When dealing with Next Generation Sequencing data, I am routinely asked by clients how to open sequence files. The answer is that given their huge size (often many million lines) and the consequent requirement in memory, they should probably not be opened in any way, they should only be processed.

Most software designed to work with NGS data will then process these files in a sequential fashion or stream, loading just the required amount of data from disk, processing it in memory and then outputting a result, freeing the memory used by the input data.

Historically, computers never had that much RAM to begin with and thus, in the 70s (!), a plethora of tools have evolved on UNIX to perform that kind of processing directly from the shell. These tools are now standard on Linux and MacOS. Here, I will show a few of them that have proved especially useful in dealing with large files and providing the glue between parts of NGS computation pipelines.

sed

sed appeared in 1974 as a stream editor for UNIX that would allow to perform all sorts of manipulation on text files. Its most famous use is probably as a string replacement tool although many other functions are available. For example, say you download a gene annotation file from Ensemble only to realize that chromosomes are numbered from 1 to MT, whereas your reference genome was numbered from chr1 to chrM. Two consecutive calls to sed will allow conversion from one to the other:

sed 's/^/chr/g' Homo_sapiens.GRCh37.75.gtf | sed 's/chrMT/chrM/g' > Homo_sapiens.GRCh37.75.modified.gtf

sed can also be useful to extract parts of a file. For a simple tab-delimited file where you would like to extract field x, a simple cut -f x would do the trick. But for a less structured case, for instance a GTF file that stores data as a list of attributes in no particular order, you need the power of sed and regular expressions. For example, to extract gene names from a GTF file, knowing that field 8 contains strings similar to gene_name “GAPDH”, you could use the following sed command to fetch that portion of each line:

sed 's/.*gene_name "\([^"]*\)".*;/\1/g' Homo_sapiens.GRCh37.75.gtf

And then pipe that result to two other useful shell tools, sort and uniq, so that you end up with a non-redundant list of all genes.

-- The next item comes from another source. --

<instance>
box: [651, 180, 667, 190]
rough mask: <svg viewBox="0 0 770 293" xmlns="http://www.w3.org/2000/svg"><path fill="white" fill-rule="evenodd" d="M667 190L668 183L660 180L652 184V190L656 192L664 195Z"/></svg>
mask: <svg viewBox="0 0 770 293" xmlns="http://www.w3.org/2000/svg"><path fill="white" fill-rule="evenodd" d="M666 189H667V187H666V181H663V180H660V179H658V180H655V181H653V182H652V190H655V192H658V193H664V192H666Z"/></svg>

sed 's/.*gene_name "\([^"]*\)".*;/\1/g' Homo_sapiens.GRCh37.75.gtf | sort | uniq > gene_list.txt

awk

awk was developed a few years later, in 1977 with a similar goal in mind, that is to facilitate one liner text modification, but with a larger set of functionalities. In particular, it introduced conditions and variables. As an example, let’s say you would like to calculate the average coverage of targeted regions in an exome capture experiment, you could make use of the excellent bedtools package to first compute the depth at each position of each feature in the annotation file and pipe the output to awk to summarize coverage by adding the last field of each line ($NF) and outputting only the average:

bedtools coverage -d  -a targets.bed -b sample.bam -split \
| awk '($1 == "chr1") { sum += $NF } END { print sum/NR }'

Stream redirection

In the last example, we saved some disk space by not having to write the output of bedtools to disk. However, if we would now like to compute the number of bases that have a 20X coverage or more, we would have to spend a few minutes to recompute coverage or save the intermediate result to disk (typically a few GB). We can optimize all this by using the tee command.

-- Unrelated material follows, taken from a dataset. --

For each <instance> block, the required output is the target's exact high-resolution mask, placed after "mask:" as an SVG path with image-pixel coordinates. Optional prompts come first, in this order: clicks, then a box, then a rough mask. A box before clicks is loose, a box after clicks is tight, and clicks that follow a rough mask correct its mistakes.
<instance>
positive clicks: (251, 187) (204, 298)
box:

This tool, as its name implies, is used to split the standard output of a program so that it can be both displayed and saved to a file. Using some additional shell stream trickery, we can send the output to two processes at once:

bedtools coverage -d -a targets.bed -b sample.bam -split \
 | tee >(awk '{ sum += $NF } END { print sum/NR }' > coverage_mean.txt) \
 | awk '$NF>=20' | wc -l > coverage_20x.txt

A last example concerns the input to programs, specifically when you would like to send some data from a process to a software that wasn’t designed to accept stdin as input or if you want to send two stdout at once to the same program. Looking at the bedtools example again, we could calculate coverage on chromosome 1 only by using the following command:

bedtools coverage -d  -a <(grep ^chr1 targets.bed) -b <(samtools view sample.bam chr1) -split

Here, we have replaced two file arguments with calls to other commands. In the background, file descriptors will be created and used as buffer to stream the data between programs but once more, nothing is written on disk.

Obviously, we have only scratched the surface of the functionalities offered by these shell commands. Many other UNIX tools exist that deserve mention here: grep, cat, join, cut, wc, etc. I encourage you to take a look at them to increase your shell scripting skills!